This school, built me. I'm not one to be deep and emotional all the time, haha for sure not. But at the same time whenever i think about grad, a sad tug in my heart happens, and I start to reminisce. No but seriously, this school built me.

In elementary school I wasn't the kid to cry when their parents left them. No in fact, i was more fascinated by the pencil holders we were all given with our names on them. I was too distracted by these to notice when my parents even left the class. They were blocks that looked like black boards, and had a small decoration apple on the end of it. My apple fell off within a year..

I remember learning how to slide scissors across paper in a way that made a clean cut edge, and the many times i practiced this and failed miserably ripping my paper in the process. I remember giving my friend an apple seed and telling him that if he planted it an apple tree would grow "my Nana said so". I remember my first kindergarten kiss on the playground, and being absolutely disgusted because boys had cooties. I think he missed anyways.

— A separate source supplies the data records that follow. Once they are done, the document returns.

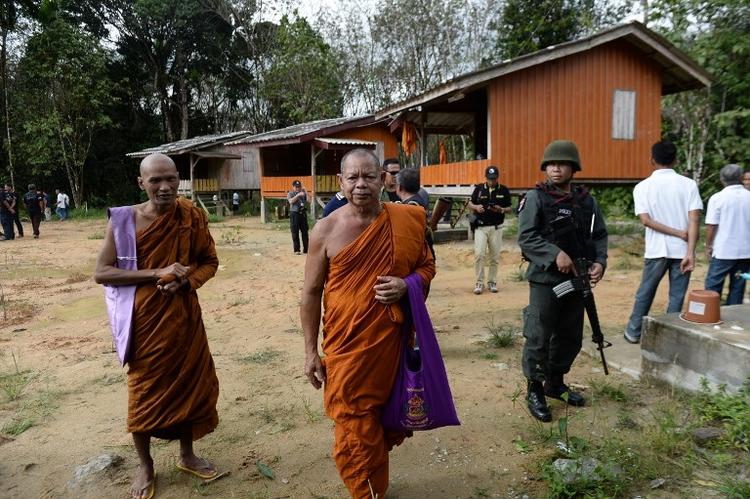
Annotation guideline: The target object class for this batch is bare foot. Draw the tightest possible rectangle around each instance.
[130,465,156,499]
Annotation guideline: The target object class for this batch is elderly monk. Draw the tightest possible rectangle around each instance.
[300,149,435,498]
[94,154,220,499]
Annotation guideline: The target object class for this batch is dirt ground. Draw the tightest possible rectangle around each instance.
[0,218,705,499]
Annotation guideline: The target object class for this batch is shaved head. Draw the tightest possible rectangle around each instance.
[140,154,177,177]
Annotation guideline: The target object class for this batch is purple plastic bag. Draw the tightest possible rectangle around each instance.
[104,206,138,365]
[381,274,461,431]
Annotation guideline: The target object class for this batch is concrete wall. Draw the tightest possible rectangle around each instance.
[641,305,750,392]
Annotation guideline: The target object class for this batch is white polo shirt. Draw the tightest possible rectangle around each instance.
[706,184,750,260]
[633,168,703,258]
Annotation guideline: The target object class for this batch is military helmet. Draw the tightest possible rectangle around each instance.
[541,140,581,172]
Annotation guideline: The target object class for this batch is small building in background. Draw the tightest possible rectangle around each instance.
[225,115,398,222]
[127,131,260,211]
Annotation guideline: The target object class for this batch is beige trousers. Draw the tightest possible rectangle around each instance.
[474,225,503,284]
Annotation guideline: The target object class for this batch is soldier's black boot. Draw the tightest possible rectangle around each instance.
[544,374,586,407]
[526,380,552,423]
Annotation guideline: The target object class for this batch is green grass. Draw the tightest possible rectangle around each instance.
[0,417,34,437]
[510,263,526,282]
[532,380,750,499]
[219,225,245,245]
[239,348,283,364]
[589,379,631,402]
[693,378,750,452]
[485,317,518,348]
[0,370,33,402]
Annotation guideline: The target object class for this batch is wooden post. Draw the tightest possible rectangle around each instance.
[190,153,198,203]
[260,195,268,224]
[308,142,318,220]
[419,111,427,168]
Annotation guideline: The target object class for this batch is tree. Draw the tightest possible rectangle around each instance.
[317,0,500,114]
[495,0,633,60]
[649,0,750,189]
[262,16,343,127]
[16,19,110,206]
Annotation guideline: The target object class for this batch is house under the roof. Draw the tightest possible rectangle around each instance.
[375,22,710,195]
[227,115,398,220]
[127,131,260,209]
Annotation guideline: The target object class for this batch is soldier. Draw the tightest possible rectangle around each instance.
[518,140,607,422]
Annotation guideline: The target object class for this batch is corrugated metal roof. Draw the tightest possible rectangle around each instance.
[226,114,375,145]
[315,137,377,146]
[375,21,711,119]
[126,130,250,158]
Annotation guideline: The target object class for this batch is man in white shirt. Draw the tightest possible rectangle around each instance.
[625,141,703,343]
[705,165,750,305]
[55,189,70,222]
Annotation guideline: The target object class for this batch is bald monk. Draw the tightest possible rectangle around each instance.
[94,154,221,499]
[300,149,435,498]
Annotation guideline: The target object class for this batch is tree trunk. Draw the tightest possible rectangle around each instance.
[0,23,16,189]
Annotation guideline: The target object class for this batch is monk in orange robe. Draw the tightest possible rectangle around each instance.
[94,154,221,499]
[300,149,435,498]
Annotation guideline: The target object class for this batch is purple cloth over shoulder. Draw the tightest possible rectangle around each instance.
[104,206,138,365]
[381,274,461,431]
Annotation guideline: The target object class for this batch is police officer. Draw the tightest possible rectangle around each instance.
[286,180,308,255]
[518,140,607,421]
[468,166,511,295]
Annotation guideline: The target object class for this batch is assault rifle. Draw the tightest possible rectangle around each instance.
[552,258,612,374]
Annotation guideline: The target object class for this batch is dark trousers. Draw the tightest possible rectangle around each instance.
[705,258,750,305]
[522,282,584,381]
[289,211,307,253]
[29,212,42,237]
[13,210,23,237]
[0,212,16,240]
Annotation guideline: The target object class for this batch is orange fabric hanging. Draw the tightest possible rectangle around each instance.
[401,121,417,156]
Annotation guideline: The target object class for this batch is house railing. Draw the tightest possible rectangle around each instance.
[419,159,490,187]
[177,178,219,195]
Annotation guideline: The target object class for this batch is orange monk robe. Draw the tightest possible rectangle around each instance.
[128,198,219,440]
[323,203,435,498]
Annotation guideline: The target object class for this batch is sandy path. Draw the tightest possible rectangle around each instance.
[0,219,703,498]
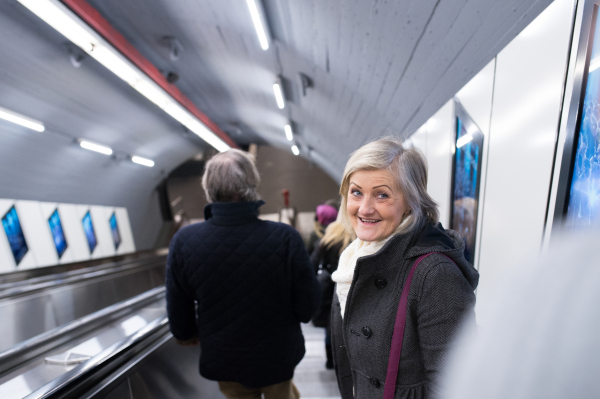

Highschool, is now in the same boat as my kindergarten memories though. Memories. It's so weird to think that. That we won't be going back to highschool in September. And i think about all the petty little fights i had with people, and it just makes me laugh. What was the point? And i remember thinking i'd be thinking that later on....well here i am. I remember getting mad at joanne for who knows what, and Cassy for who knows what. What was it worth? Nothing more than something to look back at and shake your head at.

Call me creepy for noticing the little things, but I know I'm not the only one (cough* joanne *cough) who does. The pod for instance. You walk into our pod, and you've got the asian crew along the lockers closest to beebe's class, and then alyssa, emma, chelsea, etc. in front of them on those benches, and then you've got yoris leo etc (unless they were wandering around) on the far end by engler's class. By the lockers closer to the office side you had kierra justine... you had erica and jenna walking around most of the time, but i always remembered them standing around the lockers by the girl's bathroom. I could list everyone else, but you get the jist.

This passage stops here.